A administração Trump admitiu, em um documento judicial, que havia se baseado erroneamente em um memorando do ICE para justificar prisões em tribunais de imigração, como parte de um processo federal em andamento movido por grupos que buscam bloquear a tática.

Promotores federais disseram na terça-feira que usaram o memorando, intitulado “Diretriz do ICE de 2025”, para defender o envio de agentes do ICE a tribunais, o que levou a inúmeras prisões de imigrantes que compareciam a audiências.

O memorando indicava que “oficiais ou agentes do ICE podem realizar ações de fiscalização civil de imigração dentro ou nas proximidades de tribunais quando tiverem informações confiáveis” de que uma pessoa alvo estaria “presente em um local específico”.

Mas, segundo o Departamento de Justiça, o memorando “não se aplica e nunca se aplicou a ações de fiscalização civil de imigração dentro ou nas proximidades” de tribunais de imigração.

Em um documento apresentado na quarta-feira, grupos de defesa dos direitos dos imigrantes que moveram o processo disseram que as implicações da revelação “são de grande alcance”.

Em comunicado, Amy Belsher, advogada da União de Liberdades Civis de Nova York que representa os autores da ação, classificou o desenvolvimento como uma “revelação chocante”.

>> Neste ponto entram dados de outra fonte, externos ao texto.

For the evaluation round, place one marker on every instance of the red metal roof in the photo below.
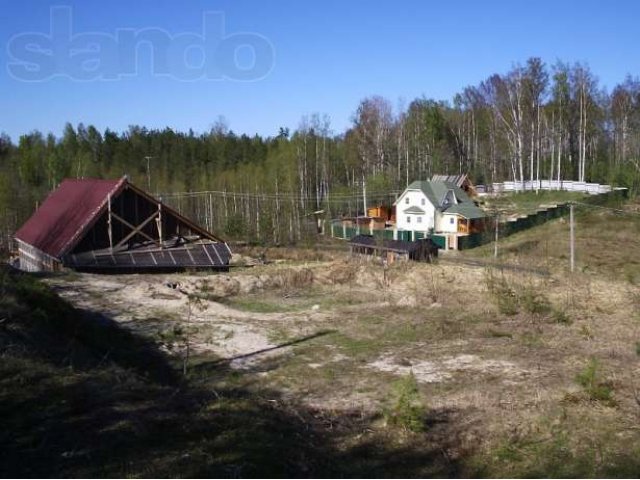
(64, 215)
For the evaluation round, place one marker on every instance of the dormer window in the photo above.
(449, 199)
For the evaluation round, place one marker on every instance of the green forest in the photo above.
(536, 121)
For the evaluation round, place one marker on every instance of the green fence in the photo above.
(476, 239)
(440, 241)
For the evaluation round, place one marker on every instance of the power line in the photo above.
(616, 210)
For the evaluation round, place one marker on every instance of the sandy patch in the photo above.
(446, 368)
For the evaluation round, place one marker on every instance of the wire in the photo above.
(616, 210)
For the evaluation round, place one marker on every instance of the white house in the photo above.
(437, 207)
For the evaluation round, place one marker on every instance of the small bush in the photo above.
(596, 390)
(535, 302)
(504, 296)
(408, 411)
(560, 316)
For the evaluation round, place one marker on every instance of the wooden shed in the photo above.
(111, 225)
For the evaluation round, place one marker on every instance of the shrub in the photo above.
(535, 302)
(560, 316)
(408, 411)
(504, 296)
(595, 389)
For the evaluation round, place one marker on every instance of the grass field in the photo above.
(323, 366)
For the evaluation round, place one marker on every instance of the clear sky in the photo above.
(328, 56)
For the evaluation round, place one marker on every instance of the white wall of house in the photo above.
(413, 221)
(447, 223)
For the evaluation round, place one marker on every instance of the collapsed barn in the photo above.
(111, 225)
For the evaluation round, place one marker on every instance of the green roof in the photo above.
(414, 209)
(436, 190)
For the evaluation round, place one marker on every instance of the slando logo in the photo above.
(211, 55)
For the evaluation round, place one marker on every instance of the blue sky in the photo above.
(328, 56)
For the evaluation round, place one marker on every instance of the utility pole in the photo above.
(573, 237)
(495, 246)
(364, 195)
(147, 158)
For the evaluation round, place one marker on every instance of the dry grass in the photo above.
(498, 382)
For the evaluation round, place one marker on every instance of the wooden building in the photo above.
(111, 225)
(461, 181)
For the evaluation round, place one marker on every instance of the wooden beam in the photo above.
(159, 222)
(110, 231)
(135, 230)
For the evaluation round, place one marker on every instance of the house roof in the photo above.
(436, 190)
(69, 211)
(414, 209)
(455, 179)
(467, 210)
(65, 213)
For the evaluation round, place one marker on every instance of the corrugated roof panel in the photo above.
(66, 211)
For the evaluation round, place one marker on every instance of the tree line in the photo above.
(535, 121)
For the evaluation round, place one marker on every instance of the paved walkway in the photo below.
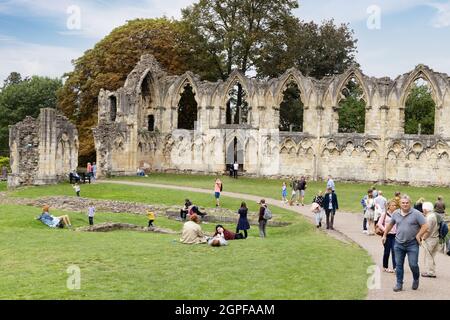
(350, 225)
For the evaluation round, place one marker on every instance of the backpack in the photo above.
(267, 214)
(443, 228)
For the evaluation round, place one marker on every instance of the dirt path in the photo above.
(349, 226)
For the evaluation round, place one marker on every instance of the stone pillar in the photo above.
(384, 126)
(317, 154)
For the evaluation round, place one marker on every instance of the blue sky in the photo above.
(35, 38)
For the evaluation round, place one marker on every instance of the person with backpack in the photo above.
(439, 206)
(302, 189)
(430, 242)
(264, 216)
(243, 221)
(383, 222)
(411, 227)
(330, 204)
(218, 187)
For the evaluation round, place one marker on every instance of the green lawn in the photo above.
(349, 194)
(294, 262)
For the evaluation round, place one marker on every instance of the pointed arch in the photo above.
(235, 99)
(179, 86)
(344, 80)
(187, 107)
(235, 77)
(352, 100)
(421, 72)
(290, 76)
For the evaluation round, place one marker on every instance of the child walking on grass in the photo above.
(151, 218)
(91, 213)
(284, 192)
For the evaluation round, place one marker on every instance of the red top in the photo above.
(228, 234)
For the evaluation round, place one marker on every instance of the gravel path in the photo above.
(349, 226)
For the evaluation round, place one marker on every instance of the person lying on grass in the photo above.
(228, 235)
(192, 232)
(53, 222)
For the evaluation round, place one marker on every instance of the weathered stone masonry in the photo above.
(43, 150)
(383, 153)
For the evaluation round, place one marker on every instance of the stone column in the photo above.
(47, 144)
(317, 154)
(384, 124)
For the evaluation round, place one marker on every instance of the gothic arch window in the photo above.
(420, 108)
(113, 111)
(151, 123)
(187, 108)
(291, 109)
(352, 107)
(237, 105)
(146, 91)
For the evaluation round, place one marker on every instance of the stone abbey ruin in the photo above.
(151, 123)
(138, 127)
(43, 150)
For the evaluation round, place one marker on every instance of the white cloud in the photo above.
(35, 59)
(442, 17)
(350, 11)
(98, 18)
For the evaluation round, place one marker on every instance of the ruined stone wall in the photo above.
(383, 153)
(42, 150)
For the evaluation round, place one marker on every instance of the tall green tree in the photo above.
(108, 64)
(316, 50)
(420, 109)
(21, 98)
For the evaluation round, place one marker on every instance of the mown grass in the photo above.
(294, 262)
(349, 194)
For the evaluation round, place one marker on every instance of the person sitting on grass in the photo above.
(218, 239)
(228, 235)
(53, 222)
(192, 232)
(193, 209)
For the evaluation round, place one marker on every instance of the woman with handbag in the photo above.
(384, 220)
(369, 214)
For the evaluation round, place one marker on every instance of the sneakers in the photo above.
(428, 275)
(398, 288)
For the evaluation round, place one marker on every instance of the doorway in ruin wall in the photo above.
(235, 152)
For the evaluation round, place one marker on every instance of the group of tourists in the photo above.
(405, 229)
(192, 232)
(325, 206)
(298, 187)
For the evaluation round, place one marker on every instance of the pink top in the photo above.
(217, 186)
(385, 219)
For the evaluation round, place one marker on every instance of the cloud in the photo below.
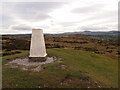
(93, 28)
(14, 12)
(88, 9)
(21, 27)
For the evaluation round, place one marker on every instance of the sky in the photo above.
(59, 17)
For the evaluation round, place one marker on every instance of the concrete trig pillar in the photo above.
(37, 47)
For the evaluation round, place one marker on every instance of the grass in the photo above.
(98, 68)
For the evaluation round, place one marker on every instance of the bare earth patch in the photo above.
(25, 65)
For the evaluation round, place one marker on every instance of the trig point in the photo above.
(37, 47)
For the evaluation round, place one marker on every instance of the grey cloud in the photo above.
(28, 11)
(65, 24)
(93, 28)
(21, 27)
(88, 9)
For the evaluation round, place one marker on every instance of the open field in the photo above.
(102, 45)
(76, 68)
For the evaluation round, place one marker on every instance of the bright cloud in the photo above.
(58, 17)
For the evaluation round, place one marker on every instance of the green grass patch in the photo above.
(98, 68)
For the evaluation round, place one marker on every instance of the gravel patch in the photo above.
(26, 62)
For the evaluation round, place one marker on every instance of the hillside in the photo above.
(73, 68)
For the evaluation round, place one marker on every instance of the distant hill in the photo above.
(110, 33)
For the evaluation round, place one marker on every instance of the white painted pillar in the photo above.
(37, 47)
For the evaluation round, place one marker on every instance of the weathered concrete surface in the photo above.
(37, 47)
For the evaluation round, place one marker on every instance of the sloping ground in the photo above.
(73, 68)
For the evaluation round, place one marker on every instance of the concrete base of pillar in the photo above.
(37, 59)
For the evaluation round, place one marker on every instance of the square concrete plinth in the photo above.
(37, 59)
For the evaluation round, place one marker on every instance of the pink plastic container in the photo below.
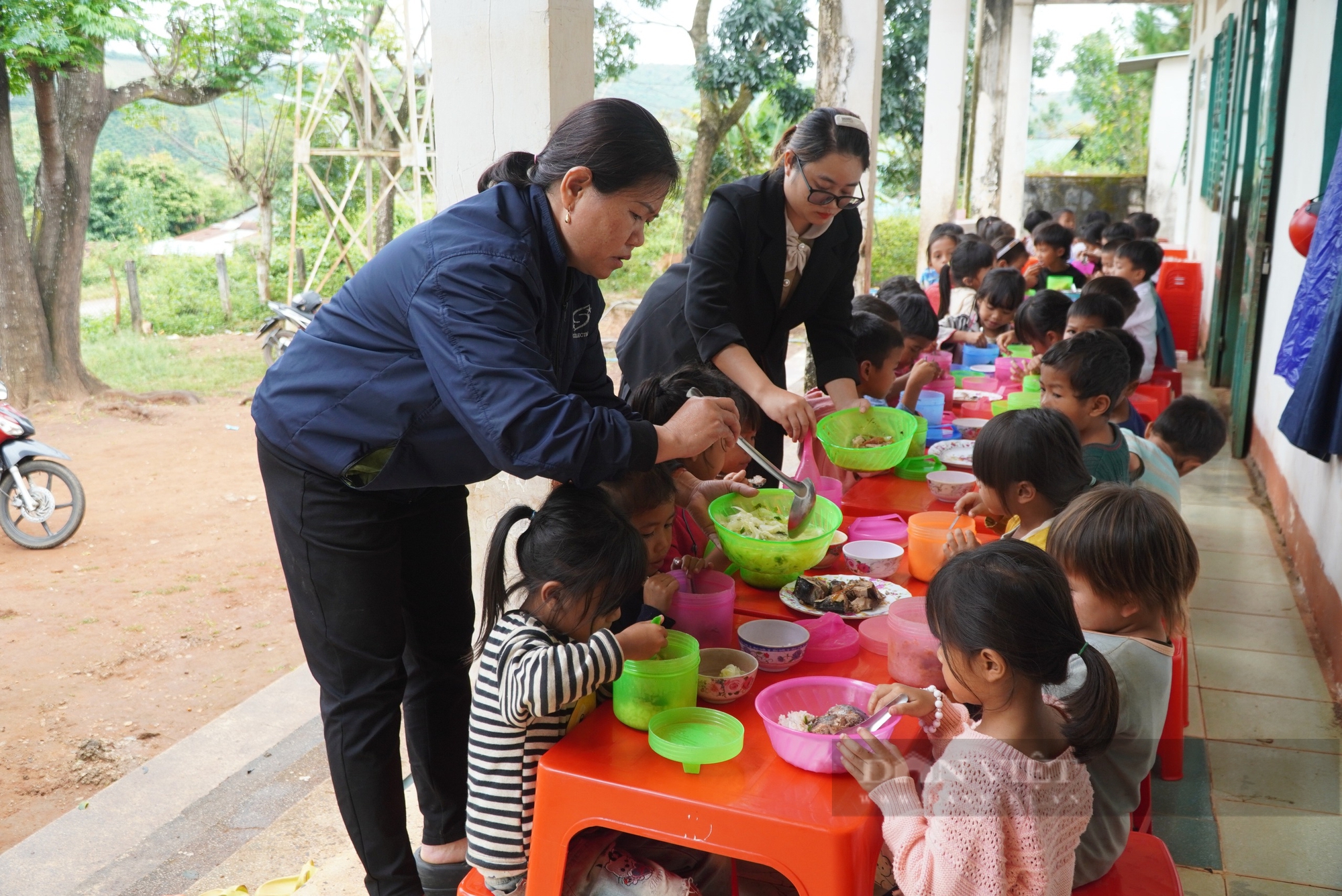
(874, 635)
(941, 359)
(912, 649)
(815, 695)
(707, 612)
(892, 528)
(831, 639)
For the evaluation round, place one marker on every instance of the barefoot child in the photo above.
(1131, 564)
(1007, 800)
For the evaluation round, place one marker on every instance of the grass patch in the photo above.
(217, 366)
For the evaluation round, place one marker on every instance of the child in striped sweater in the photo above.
(1007, 800)
(543, 666)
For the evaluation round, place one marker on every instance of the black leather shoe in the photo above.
(441, 879)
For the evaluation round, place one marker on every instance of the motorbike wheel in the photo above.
(60, 505)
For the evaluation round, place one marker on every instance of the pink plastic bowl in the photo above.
(815, 695)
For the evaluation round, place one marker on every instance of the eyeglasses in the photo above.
(826, 198)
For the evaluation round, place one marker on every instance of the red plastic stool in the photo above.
(1171, 749)
(1144, 870)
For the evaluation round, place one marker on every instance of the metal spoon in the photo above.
(805, 492)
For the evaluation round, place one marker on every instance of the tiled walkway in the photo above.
(1258, 812)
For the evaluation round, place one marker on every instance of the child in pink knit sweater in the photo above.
(1007, 800)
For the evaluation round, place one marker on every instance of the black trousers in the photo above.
(382, 592)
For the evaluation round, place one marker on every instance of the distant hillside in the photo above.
(668, 92)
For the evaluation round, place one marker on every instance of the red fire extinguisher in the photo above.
(1302, 226)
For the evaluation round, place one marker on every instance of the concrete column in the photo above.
(944, 108)
(1166, 143)
(505, 74)
(1017, 131)
(850, 56)
(991, 108)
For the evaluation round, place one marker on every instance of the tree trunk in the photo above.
(25, 348)
(713, 127)
(265, 243)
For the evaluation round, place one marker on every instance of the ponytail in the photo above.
(1093, 708)
(1014, 599)
(579, 540)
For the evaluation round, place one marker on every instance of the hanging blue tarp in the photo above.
(1321, 273)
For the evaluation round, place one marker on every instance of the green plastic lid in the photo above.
(696, 737)
(917, 469)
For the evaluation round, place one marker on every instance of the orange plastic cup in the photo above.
(928, 537)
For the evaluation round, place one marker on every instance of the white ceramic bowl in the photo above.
(878, 560)
(951, 485)
(776, 645)
(970, 427)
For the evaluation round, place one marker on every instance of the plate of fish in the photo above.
(856, 598)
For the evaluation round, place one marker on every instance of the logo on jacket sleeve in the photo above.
(582, 319)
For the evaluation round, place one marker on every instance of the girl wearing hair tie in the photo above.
(775, 251)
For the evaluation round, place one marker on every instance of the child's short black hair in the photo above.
(1145, 225)
(1147, 256)
(1094, 363)
(874, 340)
(641, 490)
(1035, 219)
(1097, 305)
(1053, 234)
(1192, 427)
(1116, 288)
(916, 316)
(1136, 353)
(898, 285)
(1011, 250)
(1043, 313)
(872, 305)
(1120, 231)
(1003, 288)
(657, 399)
(1038, 446)
(1093, 234)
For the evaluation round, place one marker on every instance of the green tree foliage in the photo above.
(902, 87)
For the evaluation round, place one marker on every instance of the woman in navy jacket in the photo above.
(468, 347)
(775, 251)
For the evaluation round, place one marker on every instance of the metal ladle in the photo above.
(805, 492)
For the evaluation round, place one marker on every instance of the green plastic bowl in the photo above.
(775, 564)
(696, 737)
(666, 682)
(838, 430)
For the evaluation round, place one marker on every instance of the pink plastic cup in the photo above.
(707, 612)
(815, 695)
(912, 655)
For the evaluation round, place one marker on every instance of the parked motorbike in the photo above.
(288, 321)
(44, 502)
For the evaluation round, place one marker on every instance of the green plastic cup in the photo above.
(775, 564)
(669, 681)
(838, 430)
(696, 737)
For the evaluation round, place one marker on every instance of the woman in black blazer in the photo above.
(774, 251)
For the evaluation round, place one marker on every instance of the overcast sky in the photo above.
(664, 40)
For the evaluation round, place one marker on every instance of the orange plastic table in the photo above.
(819, 831)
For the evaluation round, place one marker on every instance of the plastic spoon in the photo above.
(805, 493)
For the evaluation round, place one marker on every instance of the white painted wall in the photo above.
(1317, 486)
(1166, 144)
(505, 74)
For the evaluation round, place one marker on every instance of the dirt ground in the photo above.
(167, 608)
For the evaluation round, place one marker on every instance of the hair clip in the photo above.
(850, 121)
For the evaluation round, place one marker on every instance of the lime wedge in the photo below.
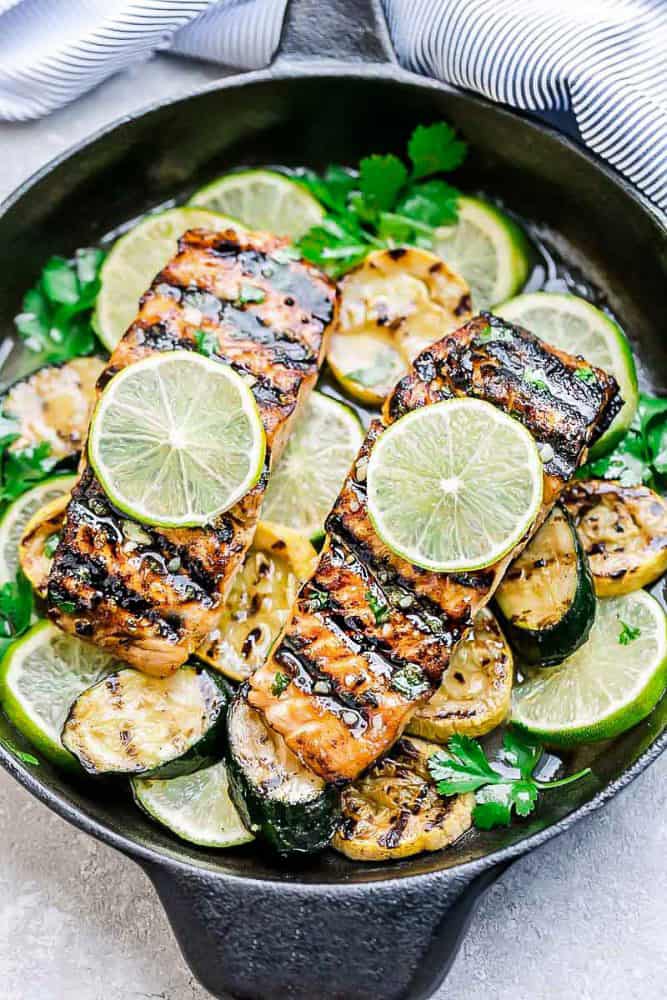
(196, 807)
(136, 258)
(454, 486)
(262, 199)
(488, 249)
(41, 675)
(176, 439)
(311, 470)
(607, 686)
(367, 365)
(574, 325)
(19, 513)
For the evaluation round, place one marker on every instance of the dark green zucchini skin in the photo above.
(549, 646)
(289, 828)
(206, 751)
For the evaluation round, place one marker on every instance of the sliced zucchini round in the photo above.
(259, 602)
(623, 530)
(53, 405)
(132, 723)
(407, 292)
(546, 601)
(395, 810)
(39, 540)
(195, 807)
(278, 798)
(476, 690)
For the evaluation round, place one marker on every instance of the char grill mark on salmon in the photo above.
(371, 634)
(153, 594)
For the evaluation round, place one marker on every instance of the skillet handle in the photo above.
(256, 940)
(347, 31)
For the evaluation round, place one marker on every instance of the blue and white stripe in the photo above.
(603, 62)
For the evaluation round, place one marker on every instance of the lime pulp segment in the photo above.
(454, 486)
(612, 682)
(176, 439)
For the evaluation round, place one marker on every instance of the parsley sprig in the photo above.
(384, 202)
(55, 320)
(464, 767)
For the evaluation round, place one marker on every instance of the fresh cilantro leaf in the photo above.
(434, 149)
(55, 320)
(380, 610)
(280, 683)
(380, 180)
(464, 767)
(628, 633)
(23, 468)
(207, 342)
(251, 293)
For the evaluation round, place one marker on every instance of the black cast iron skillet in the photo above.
(248, 925)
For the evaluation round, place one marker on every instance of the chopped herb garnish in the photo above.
(280, 683)
(251, 293)
(207, 342)
(379, 609)
(464, 767)
(384, 202)
(628, 633)
(585, 375)
(51, 544)
(55, 320)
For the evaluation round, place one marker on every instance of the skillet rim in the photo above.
(467, 870)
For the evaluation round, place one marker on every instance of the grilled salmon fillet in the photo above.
(370, 634)
(149, 594)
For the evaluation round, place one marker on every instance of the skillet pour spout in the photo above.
(330, 929)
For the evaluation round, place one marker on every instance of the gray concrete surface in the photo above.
(582, 918)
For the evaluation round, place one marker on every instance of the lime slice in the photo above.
(41, 675)
(136, 258)
(262, 199)
(196, 807)
(455, 485)
(311, 470)
(488, 249)
(607, 686)
(176, 439)
(367, 365)
(19, 513)
(574, 325)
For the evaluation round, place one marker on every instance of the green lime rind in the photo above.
(195, 807)
(264, 200)
(610, 349)
(19, 513)
(161, 457)
(136, 258)
(609, 685)
(310, 472)
(463, 464)
(488, 249)
(41, 675)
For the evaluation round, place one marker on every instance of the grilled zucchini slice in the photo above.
(132, 723)
(546, 601)
(476, 690)
(395, 810)
(53, 405)
(259, 602)
(623, 530)
(277, 797)
(39, 540)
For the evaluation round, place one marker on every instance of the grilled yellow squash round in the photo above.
(395, 810)
(623, 530)
(259, 602)
(476, 690)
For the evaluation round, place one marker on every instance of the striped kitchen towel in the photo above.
(596, 67)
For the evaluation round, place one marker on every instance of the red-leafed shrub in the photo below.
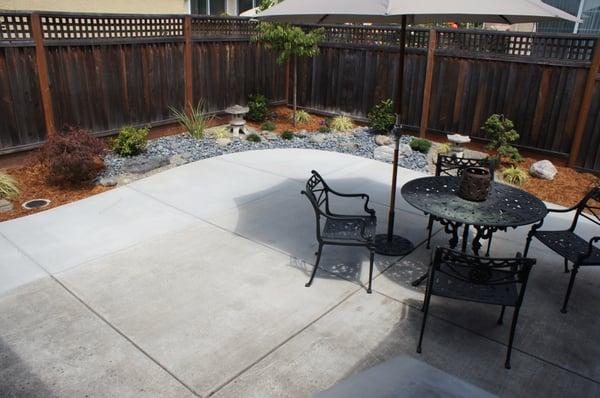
(72, 157)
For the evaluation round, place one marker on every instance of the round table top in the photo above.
(506, 206)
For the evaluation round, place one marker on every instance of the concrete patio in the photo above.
(191, 283)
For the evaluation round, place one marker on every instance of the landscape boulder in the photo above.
(141, 164)
(383, 140)
(543, 169)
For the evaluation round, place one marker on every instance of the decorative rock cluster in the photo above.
(543, 169)
(181, 149)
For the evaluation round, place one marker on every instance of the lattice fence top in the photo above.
(15, 27)
(372, 36)
(572, 48)
(59, 27)
(228, 28)
(86, 27)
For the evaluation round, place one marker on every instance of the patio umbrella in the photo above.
(405, 12)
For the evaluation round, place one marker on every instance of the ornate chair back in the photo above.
(454, 166)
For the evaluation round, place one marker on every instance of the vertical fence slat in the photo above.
(42, 69)
(187, 64)
(428, 82)
(585, 106)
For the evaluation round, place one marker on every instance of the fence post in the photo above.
(287, 82)
(586, 103)
(428, 82)
(42, 69)
(187, 64)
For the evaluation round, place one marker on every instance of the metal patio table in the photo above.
(506, 207)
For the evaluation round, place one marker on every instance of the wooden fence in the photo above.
(104, 71)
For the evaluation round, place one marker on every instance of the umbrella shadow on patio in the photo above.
(283, 219)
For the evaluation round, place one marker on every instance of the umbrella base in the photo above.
(397, 246)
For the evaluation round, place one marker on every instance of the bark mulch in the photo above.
(32, 184)
(567, 188)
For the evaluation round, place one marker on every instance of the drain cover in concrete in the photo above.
(36, 203)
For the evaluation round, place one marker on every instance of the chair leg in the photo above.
(318, 254)
(425, 312)
(527, 244)
(430, 228)
(501, 319)
(371, 258)
(570, 288)
(513, 328)
(487, 253)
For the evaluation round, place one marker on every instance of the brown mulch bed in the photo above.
(567, 188)
(282, 117)
(32, 185)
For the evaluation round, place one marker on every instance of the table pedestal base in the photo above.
(397, 246)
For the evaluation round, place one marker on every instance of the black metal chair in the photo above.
(340, 229)
(454, 166)
(497, 281)
(567, 243)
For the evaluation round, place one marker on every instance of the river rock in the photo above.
(223, 141)
(383, 140)
(5, 206)
(107, 181)
(404, 150)
(543, 169)
(317, 138)
(384, 153)
(141, 164)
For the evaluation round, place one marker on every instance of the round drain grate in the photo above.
(36, 203)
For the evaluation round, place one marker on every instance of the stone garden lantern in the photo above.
(458, 142)
(237, 122)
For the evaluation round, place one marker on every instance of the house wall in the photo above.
(103, 6)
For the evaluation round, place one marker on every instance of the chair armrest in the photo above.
(355, 195)
(590, 248)
(563, 210)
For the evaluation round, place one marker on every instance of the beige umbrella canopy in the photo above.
(409, 12)
(417, 11)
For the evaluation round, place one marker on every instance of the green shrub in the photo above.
(302, 117)
(221, 132)
(501, 133)
(341, 123)
(8, 186)
(444, 149)
(196, 122)
(420, 145)
(131, 141)
(258, 108)
(515, 175)
(382, 117)
(253, 137)
(268, 126)
(510, 152)
(72, 157)
(287, 135)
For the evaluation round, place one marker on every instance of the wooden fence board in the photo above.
(130, 69)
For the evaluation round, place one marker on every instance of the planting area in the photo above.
(141, 157)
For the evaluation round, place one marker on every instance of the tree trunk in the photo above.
(295, 88)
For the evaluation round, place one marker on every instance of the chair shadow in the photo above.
(280, 217)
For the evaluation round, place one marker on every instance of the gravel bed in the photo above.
(359, 142)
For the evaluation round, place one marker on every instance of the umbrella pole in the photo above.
(390, 244)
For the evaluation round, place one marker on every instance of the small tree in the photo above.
(502, 134)
(289, 42)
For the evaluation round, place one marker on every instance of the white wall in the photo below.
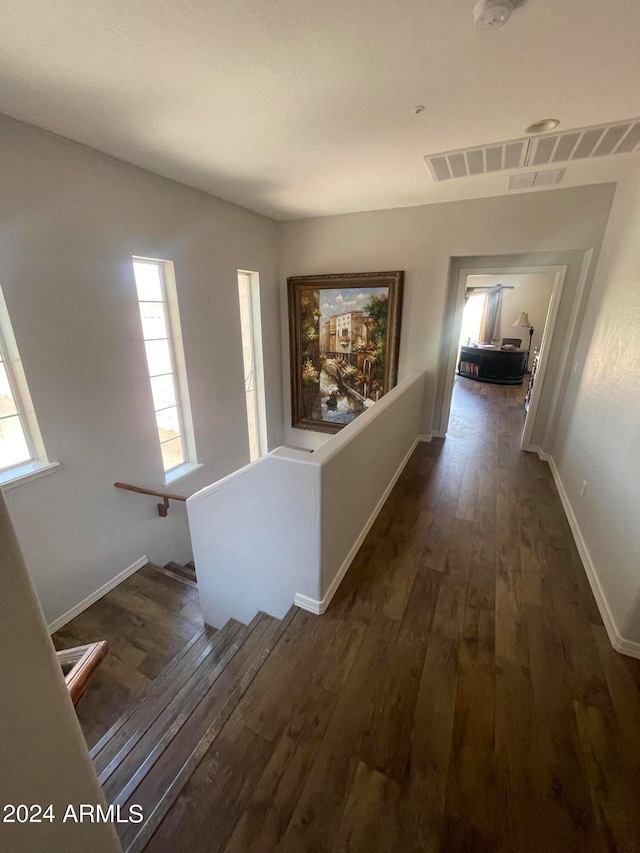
(288, 526)
(422, 241)
(44, 756)
(531, 293)
(358, 465)
(70, 219)
(599, 428)
(256, 537)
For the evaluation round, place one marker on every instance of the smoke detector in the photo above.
(492, 14)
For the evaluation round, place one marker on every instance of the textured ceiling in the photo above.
(297, 108)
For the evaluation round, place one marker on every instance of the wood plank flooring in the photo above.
(146, 620)
(460, 693)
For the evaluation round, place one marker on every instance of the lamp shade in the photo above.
(522, 320)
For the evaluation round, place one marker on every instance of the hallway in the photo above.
(460, 694)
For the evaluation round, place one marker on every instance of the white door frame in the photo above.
(559, 271)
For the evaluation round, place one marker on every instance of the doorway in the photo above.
(528, 295)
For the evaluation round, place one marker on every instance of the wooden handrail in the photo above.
(163, 508)
(83, 661)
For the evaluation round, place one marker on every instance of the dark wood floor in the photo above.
(146, 620)
(460, 694)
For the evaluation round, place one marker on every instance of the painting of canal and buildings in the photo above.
(344, 333)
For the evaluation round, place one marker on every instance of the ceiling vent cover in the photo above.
(584, 143)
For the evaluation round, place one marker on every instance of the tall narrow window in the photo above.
(472, 318)
(22, 453)
(251, 327)
(157, 300)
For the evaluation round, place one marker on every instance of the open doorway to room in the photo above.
(502, 329)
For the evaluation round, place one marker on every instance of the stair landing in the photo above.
(147, 757)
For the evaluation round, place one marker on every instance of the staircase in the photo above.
(147, 757)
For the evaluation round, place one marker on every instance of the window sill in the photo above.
(180, 472)
(25, 473)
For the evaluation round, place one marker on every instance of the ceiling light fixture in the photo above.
(492, 14)
(542, 126)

O governo afirmou no documento que tomou conhecimento do erro na terça-feira após receber um e-mail enviado a funcionários do ICE como um “lembrete de que a diretriz de 27 de maio de 2025 não se aplica aos tribunais do Escritório Executivo de Revisão de Imigração, independentemente de sua localização”.

Os promotores não explicaram por que também receberam o e-mail do ICE, mas disseram que informaram os grupos de direitos dos imigrantes sobre o erro.

O juiz responsável pelo caso, o juiz distrital dos EUA Kevin Castel, havia rejeitado o pedido dos grupos para bloquear as prisões em tribunais realizadas pelo governo. Na decisão, Castel afirmou que a diretriz do ICE “permitia prisões em ou nas proximidades de um tribunal de imigração”.

No documento apresentado na terça-feira, o Departamento de Justiça pediu repetidas desculpas ao juiz por uma “declaração materialmente equivocada de fato” feita ao tribunal e aos autores da ação.